Ein KI-Sprachmodell kann die alltägliche Arbeit von Justizmitarbeitenden wesentlich unterstützen. Es kann beispielsweise Fragen über den Inhalt von langen Dokumenten beantworten und schnell relevante Abschnitte in Texten finden. Zu den fortgeschrittenen Anwendungsmöglichkeiten gehören die strukturierte Darstellung von Argumenten der Parteien in Gerichtsakten oder die Zusammenfassung von wichtigen rechtlichen Regeln aus Urteilen höherer Instanzen. Es könnte außerdem Richtern zum Urteil passende Leitsätze vorschlagen und als Teil eines komplexeren Systems vergleichbare Fälle zur Zitierung empfehlen. Die übergeordnete Motivation ist dabei, den Zugang zu rechtlichen Informationen mithilfe von KI zu vereinfachen und die Gerichte bei ihrer täglichen Arbeit, insbesondere in Massenverfahren und Umfangsverfahren, zu unterstützen und zu entlasten.
Wie verlässlich können Sprachmodelle bestimmte Aufgaben im Alltag von Richterinnen und Richtern unterstützen? Welche Aufgaben kommen hierfür besonders in Frage? Wie kann ein Modell durch technische Entwicklung und Training mit speziellen Daten aus dem deutschen Recht diesbezüglich optimiert werden? Wie kann die Justiz ihre Anforderungen an Funktionen von Sprachmodellen qualifiziert definieren und Modellkandidaten evaluieren?
Das Projekt „Generatives Sprachmodell der Justiz (GSJ)" hat zum Ziel, diese grundlegenden Forschungsfragen anhand der Entwicklung eines experimentellen Sprachmodells zu ergründen. Dieses soll an die spezifischen Anforderungen der Justiz angepasst, hinsichtlich Sicherheitsaspekten optimiert und in Pilotstudien mit realen Analyseaufgaben evaluiert werden.
Bei der Entwicklung des Sprachmodells wird die bestehende Systemlandschaft der deutschen E-Akten-Verbünde berücksichtigt. Hierzu erfolgt eine Abstimmung mit dem parallel erstellten „Konzept einer KI-Plattform für die deutsche Justiz“.

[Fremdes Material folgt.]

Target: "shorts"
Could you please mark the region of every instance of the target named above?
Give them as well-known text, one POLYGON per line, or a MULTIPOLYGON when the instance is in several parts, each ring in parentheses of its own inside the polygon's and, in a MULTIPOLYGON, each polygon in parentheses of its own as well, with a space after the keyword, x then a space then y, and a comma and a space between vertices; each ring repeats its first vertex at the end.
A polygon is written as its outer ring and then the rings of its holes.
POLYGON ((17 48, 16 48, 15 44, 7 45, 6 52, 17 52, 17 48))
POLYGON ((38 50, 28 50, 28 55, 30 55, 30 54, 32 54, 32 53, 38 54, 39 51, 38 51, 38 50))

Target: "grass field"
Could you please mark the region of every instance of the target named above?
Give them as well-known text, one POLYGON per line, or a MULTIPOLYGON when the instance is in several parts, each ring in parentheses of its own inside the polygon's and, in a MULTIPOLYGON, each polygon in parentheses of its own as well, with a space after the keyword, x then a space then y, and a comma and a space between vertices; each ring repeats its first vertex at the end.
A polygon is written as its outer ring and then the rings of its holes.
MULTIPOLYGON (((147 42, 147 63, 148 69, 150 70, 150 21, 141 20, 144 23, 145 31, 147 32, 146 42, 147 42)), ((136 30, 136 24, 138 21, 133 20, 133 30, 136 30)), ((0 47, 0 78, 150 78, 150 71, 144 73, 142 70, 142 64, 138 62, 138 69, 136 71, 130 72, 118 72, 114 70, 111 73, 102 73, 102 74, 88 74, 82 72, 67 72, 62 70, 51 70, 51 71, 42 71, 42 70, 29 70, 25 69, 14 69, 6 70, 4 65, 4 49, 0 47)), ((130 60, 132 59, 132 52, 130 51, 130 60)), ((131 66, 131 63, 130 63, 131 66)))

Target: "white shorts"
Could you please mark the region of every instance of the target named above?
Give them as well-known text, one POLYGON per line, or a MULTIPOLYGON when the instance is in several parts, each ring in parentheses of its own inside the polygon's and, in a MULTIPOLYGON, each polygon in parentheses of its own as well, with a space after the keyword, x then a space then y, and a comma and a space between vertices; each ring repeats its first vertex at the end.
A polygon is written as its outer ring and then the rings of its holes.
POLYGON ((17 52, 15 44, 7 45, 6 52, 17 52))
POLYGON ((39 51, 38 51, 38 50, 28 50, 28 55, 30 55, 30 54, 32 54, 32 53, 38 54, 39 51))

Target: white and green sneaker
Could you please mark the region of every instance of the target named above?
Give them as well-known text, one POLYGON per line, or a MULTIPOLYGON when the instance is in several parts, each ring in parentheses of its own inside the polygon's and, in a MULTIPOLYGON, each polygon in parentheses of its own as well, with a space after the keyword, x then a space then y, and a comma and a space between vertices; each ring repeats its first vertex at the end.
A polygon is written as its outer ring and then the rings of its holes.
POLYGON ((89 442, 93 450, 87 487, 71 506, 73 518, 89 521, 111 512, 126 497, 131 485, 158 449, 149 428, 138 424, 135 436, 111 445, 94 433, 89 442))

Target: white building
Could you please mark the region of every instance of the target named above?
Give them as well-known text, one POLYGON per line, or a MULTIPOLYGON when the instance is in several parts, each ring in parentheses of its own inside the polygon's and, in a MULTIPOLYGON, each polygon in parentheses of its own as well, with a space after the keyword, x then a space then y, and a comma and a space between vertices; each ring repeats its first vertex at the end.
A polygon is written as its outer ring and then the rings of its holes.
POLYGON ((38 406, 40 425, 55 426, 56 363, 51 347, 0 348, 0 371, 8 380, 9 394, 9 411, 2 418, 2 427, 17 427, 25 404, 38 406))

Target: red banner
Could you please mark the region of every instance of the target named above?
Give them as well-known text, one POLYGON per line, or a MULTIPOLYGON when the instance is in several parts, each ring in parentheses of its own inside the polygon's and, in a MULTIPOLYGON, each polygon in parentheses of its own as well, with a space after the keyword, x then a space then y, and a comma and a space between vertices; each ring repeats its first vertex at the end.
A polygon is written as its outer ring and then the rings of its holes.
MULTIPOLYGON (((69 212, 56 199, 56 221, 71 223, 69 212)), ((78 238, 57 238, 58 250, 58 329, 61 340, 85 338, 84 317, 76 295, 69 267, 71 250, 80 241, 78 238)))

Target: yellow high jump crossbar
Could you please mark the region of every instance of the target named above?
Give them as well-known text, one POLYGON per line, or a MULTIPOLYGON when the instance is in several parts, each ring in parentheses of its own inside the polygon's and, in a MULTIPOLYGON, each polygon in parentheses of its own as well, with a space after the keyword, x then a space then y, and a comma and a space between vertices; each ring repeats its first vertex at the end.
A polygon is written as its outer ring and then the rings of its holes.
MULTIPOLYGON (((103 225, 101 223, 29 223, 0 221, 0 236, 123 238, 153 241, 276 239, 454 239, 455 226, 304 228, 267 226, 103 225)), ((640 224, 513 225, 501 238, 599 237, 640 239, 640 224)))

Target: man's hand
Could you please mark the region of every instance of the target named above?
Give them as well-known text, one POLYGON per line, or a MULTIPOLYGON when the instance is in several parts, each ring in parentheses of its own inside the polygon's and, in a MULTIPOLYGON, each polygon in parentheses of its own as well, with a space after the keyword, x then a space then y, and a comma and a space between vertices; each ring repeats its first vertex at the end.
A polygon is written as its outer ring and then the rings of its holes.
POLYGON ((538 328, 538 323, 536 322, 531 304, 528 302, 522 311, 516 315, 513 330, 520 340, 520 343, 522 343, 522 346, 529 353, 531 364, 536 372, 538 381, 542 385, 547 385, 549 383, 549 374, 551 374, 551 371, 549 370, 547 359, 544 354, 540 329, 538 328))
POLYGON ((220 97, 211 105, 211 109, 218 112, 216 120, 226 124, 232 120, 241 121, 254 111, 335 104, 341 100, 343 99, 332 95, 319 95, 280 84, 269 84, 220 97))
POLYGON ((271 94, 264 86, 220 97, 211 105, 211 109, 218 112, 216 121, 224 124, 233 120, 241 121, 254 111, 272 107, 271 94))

Erste und nächste Schritte
Es handelt sich um ein gemeinsames Projekt des Ministeriums der Justiz des Landes Nordrhein-Westfalen und des Bayerischen Staatsministeriums der Justiz. In Nordrhein-Westfalen wird das Projekt durch den Think Tank Legal Tech und KI der Justiz NRW koordiniert. Die technische Durchführung des Projekts wird durch die Technische Universität München (TUM) übernommen. Die Universität zu Köln koordiniert die Annotation von Trainings- und Evaluationsdaten für das Modell. Ferner unterstützt sie bei der Beantwortung rechtlicher Fragestellungen rund um die Entwicklung und den Einsatz des Modells.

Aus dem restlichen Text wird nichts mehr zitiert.